信用金庫では、窓口担当者も、事務手続きを行うだけでなく、資産運用などの相談に応じることが求められますので、FP資格をもっておくと非常に便利です。

資格は1級から3級まであり、難易度は大きく異なりますが、入門編となる3級については、市販のテキストや通信講座で十分に合格できるレベルです。

経済学部経営学部以外で、金融をまったく勉強したことがない人については、専門的な勉強を始める第一歩になるでしょう。

信用金庫の営業系職種に有利な資格・スキル

信用金庫の営業職で働きたい人については、日商簿記検定がおすすめです。

簿記とは、事業の運営によってもたらされる資産や負債、純資産などが、どのような増減をして、何に用いられているのか、日々管理し、記録するためのものです。

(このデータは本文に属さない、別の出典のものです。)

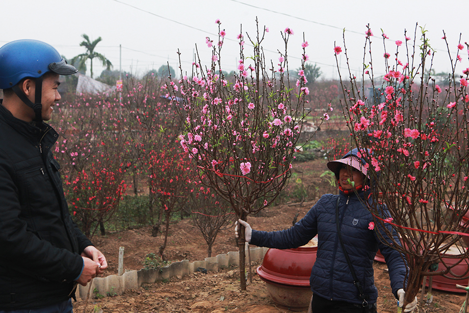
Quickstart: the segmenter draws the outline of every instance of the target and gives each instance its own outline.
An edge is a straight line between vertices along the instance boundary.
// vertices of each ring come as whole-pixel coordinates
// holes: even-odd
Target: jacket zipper
[[[339,196],[339,197],[340,197],[340,196]],[[350,200],[350,196],[349,196],[347,198],[347,202],[345,203],[345,205],[346,205],[346,206],[347,206],[347,205],[349,204],[349,200]],[[344,211],[344,211],[344,212],[345,212],[345,210],[346,209],[346,208],[346,208],[346,209],[344,209]],[[343,221],[343,218],[344,218],[344,215],[343,215],[343,214],[342,214],[342,215],[341,216],[341,219],[340,219],[340,220],[341,220],[341,226],[342,226],[342,221]],[[332,277],[332,272],[333,271],[333,269],[334,269],[334,263],[335,262],[335,253],[337,252],[337,247],[338,247],[337,244],[338,244],[338,237],[336,236],[336,237],[335,237],[335,252],[334,252],[334,256],[333,256],[333,257],[332,266],[332,267],[331,268],[331,272],[330,273],[330,284],[329,284],[329,289],[330,289],[330,292],[331,295],[332,295],[333,294],[333,292],[332,292],[332,282],[333,282],[333,277]],[[330,300],[331,300],[331,301],[333,301],[332,297],[331,297]]]

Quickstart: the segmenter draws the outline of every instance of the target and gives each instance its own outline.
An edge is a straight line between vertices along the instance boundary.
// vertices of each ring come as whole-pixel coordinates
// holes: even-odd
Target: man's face
[[[61,99],[57,90],[60,83],[59,74],[47,74],[42,80],[42,119],[49,121],[52,117],[54,106]]]
[[[354,182],[354,187],[363,184],[362,173],[350,165],[344,164],[338,172],[338,183],[344,190],[351,189],[354,187],[349,182]]]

信用金庫の営業マンは、個人事業主や中小企業などを担当しますので、資金繰りや事業の収支状況を正確に把握するために、簿記の知識が不可欠となります。

金融機関で働くにあたり、簿記や会計の知識はすべての基礎となるものですので、学生の間に勉強しておいて損はありません。

FP検定と同じく、難易度に応じて1級から3級までに分かれていますので、初学者でも段階的に勉強しやすい点も、日商簿記検定の大きなメリットです。

信用金庫の融資系職種に有利な資格・スキル

信用金庫の融資系職種に就きたい場合は、国家資格である中小企業診断士をおすすめします。

中小企業診断士は、企業経営や財務分析、税務、法務などに関する幅広い専門知識をもち、企業の経営診断を行える資格です。

信用金庫の融資担当者として、経営者の相談に乗ったり、お金を貸し出したり、審査したりするうえでは、中小企業診断士資格は非常に役に立つでしょう。

ただ、中小企業診断士は、他の資格より圧倒的に難しく、経済学部などの学生であっても独学で合格することは非常に困難です。

通信教育を受講したり、資格学校とダブルスクールで通うなど、しっかりとした対策が必要になるでしょう。